Concha, como única respuesta cambió el gesto de su rostro, mostrándose avergonzada y haciendo ademán de cubrirse sin llegar a hacerlo, confusa por la situación y por sus propios y contradictorios sentimientos.
–Tranquila, hija mía –continuó el sacerdote–. No hay nada malo en ello. Como párroco soy el mentor espiritual de la comunidad y tú, como feligresa, debes dejarte guiar por mí hacia el camino correcto.
Dicho esto, inclinó el cuerpo de la chica hasta ponerla a cuatro patas. Él se situó a su espalda, colocó las manos sobre las caderas e hizo que Concha elevara las nalgas.
–¡No, por favor! ¡Padre, aún soy virgen y quisiera reservarme para el matrimonio!
–Claro, hija, claro. Lo entiendo. No seré yo quien le niegue ese derecho a tu futuro marido. Por eso voy a utilizar tu otro agujerito.
Al decir esto el cura situó su dedo en el ano de Concha. Ella dio un respingo.
–¡No! ¡Por ahí no! –Exclamó asustada–.
–Oh, vamos, vamos… Tranquila, pequeña. No te haré daño. Piensa que es por tu bien. Si te mancillara, ¿crees que algún hombre querría casarte contigo? Además, estoy seguro de que te gustará.
Humedeció su dedo con saliva y comenzó a estimular la entrada del esfínter. Cerrada como estaba asemejaba una pequeña y rosada estrella de carne. Las expertas caricias del religioso logaron ir abriéndola poco a poco, hasta que fue capaz de introducir el dedo dentro. Concha respiraba con agitación, aún aprensiva, pero era evidente que el masaje le estaba haciendo disfrutar. Un segundo dedo siguió al primero en su exploración y así, uno detrás de otro la mano entera logró desaparecer por completo en el interior del dilatado orificio. Entonces don Julián la extrajo lentamente y colocó su pubis contra el culo de la chica. Empujó y la dilatación facilitó la penetración, pero al sentir el miembro Concha se asustó y contrajo los músculos del esfínter.
–Venga, pequeña, ya casi está. Si empujas será peor. Relájate y deja que entre.
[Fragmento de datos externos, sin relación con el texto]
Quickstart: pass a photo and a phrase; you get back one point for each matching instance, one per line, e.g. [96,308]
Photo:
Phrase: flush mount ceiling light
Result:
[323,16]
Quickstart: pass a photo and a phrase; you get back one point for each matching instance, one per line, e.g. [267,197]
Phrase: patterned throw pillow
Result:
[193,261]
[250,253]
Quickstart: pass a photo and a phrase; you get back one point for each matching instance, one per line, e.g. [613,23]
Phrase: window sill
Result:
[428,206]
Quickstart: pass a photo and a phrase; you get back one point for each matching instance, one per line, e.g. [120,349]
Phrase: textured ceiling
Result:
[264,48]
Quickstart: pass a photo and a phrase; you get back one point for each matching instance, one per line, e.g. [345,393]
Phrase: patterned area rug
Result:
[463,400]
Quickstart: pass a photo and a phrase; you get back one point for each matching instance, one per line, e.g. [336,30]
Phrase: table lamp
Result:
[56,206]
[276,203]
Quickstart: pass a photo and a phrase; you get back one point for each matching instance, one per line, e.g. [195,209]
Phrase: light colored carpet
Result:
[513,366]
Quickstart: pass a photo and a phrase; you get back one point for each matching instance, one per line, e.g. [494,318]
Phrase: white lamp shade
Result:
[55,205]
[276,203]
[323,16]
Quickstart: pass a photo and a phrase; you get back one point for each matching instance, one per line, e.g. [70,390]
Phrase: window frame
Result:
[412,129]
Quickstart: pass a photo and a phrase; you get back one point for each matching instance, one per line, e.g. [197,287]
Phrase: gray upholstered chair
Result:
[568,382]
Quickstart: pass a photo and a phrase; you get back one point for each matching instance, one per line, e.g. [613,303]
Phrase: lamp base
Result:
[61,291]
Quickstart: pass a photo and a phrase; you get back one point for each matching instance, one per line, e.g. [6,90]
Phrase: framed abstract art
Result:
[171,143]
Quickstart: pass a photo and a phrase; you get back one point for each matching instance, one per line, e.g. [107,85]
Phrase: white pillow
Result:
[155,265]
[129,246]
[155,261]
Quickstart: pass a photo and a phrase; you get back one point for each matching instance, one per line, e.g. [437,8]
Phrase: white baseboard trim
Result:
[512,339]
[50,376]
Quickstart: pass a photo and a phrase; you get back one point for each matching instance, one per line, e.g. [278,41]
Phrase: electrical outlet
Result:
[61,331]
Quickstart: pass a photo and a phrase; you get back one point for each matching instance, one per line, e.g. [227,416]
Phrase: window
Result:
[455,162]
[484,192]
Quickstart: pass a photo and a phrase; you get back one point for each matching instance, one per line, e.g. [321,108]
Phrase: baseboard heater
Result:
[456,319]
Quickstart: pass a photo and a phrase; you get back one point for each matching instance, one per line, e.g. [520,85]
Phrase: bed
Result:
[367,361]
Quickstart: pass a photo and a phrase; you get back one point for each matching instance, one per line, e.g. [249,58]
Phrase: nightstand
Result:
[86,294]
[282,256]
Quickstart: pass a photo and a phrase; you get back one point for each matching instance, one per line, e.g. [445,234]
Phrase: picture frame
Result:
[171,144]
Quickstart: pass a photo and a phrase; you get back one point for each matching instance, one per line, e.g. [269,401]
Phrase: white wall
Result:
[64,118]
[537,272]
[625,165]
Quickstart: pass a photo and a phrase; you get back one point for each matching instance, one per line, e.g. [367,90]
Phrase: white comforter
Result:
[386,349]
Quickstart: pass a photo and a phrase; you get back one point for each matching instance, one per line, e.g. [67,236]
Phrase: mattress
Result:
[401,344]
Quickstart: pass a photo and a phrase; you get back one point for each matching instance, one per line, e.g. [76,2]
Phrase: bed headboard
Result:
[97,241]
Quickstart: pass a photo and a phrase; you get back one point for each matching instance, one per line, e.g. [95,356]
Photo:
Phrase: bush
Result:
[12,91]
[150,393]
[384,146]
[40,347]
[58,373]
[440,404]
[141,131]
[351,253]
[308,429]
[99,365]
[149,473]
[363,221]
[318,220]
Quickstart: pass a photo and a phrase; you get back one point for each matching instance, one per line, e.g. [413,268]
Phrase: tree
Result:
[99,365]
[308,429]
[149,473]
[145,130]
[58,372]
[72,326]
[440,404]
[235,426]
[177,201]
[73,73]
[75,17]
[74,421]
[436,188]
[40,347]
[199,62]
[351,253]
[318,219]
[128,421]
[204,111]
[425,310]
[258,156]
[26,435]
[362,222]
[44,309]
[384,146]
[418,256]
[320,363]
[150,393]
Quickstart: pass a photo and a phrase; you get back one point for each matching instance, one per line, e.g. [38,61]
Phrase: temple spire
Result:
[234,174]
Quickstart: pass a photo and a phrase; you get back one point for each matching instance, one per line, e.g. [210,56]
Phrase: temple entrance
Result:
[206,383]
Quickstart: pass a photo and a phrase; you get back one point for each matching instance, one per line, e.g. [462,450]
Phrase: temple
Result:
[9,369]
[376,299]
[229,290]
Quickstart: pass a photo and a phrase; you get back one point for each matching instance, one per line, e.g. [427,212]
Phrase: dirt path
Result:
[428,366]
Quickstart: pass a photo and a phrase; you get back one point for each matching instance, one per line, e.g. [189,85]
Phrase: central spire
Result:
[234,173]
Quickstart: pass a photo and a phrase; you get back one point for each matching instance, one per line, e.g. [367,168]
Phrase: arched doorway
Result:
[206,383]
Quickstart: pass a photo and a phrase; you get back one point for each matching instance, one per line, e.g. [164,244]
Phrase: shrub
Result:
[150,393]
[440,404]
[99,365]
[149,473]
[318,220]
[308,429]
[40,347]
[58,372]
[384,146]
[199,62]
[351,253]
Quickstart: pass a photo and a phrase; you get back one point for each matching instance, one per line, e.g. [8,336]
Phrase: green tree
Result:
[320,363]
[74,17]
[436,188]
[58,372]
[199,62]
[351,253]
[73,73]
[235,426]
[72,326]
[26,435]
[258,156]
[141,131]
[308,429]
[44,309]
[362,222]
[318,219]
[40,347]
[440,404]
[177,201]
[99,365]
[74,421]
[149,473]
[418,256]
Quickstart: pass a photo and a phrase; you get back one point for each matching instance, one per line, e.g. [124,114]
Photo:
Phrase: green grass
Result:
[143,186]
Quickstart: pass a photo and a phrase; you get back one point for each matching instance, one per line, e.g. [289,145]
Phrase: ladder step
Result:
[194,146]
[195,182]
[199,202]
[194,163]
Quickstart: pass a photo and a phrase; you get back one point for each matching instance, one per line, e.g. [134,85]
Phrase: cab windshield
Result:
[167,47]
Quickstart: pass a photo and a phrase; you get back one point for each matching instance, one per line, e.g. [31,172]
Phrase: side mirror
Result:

–¡No! Es muy grande. Tengo miedo.
El cura, sin atender a las quejas, empujó, logrando entrar. Concha emitió un quejido, pero la polla penetró hasta que el vello púbico de él acarició la suave piel de las nalgas.
–¡Ah! –Exclamó el con evidente placer–. ¿Lo ves? No ha sido tan difícil.
Comenzó a follarse el estrecho culo, empujando y retrocediendo, mientas ella continuaba quejándose, confundida por la mezcla de sensaciones que la sodomización le producía. Dolor pero al mismo tiempo una estimulación especialmente placentera. Negándose a reconocérselo al cura continuó con sus quejas y peticiones de que parara, lo que, por el contrario, pinzó aún más la excitación del hombre, que aceleró sus embestidas próximo al orgasmo.
–¡Sí, eso es! –Jadeó– ¡Eres una puta, una pequeña puta, y me voy a correr en tu culo! ¡Ah, puta, tómalo, tómalo todo!
El chorro de semen inundó el esfínter de Concha, desbordándolo y goteando sobre la alfombra, mientras el cura cabalgaba desbocado sobre sus nalgas, apurando hasta el último espasmo de su eyaculación.
***
Una vez recuperados, se vistieron y el padre Julián acompañó a Concha hasta la salida. Ella, azorada, caminó por la vacía y silenciosa nave de la iglesia sin hablar, mirando hacia el suelo. Una vez en el amplio portón el cura se despidió con tono jovial.
–Hasta luego, Conchita. Nos vemos este domingo, en la misa. Y siempre que quieras ya sabes que mi puerta está abierta.
Ella se alejó, murmurando una inaudible despedida.
El sacerdote la observó marchar, disfrutando del contoneó de aquella bella figura al caminar, reflexionando sobre lo agradecido que debía mostrarse en sus oraciones al Señor por permitirle difundir su obra en esta tierra de pecado.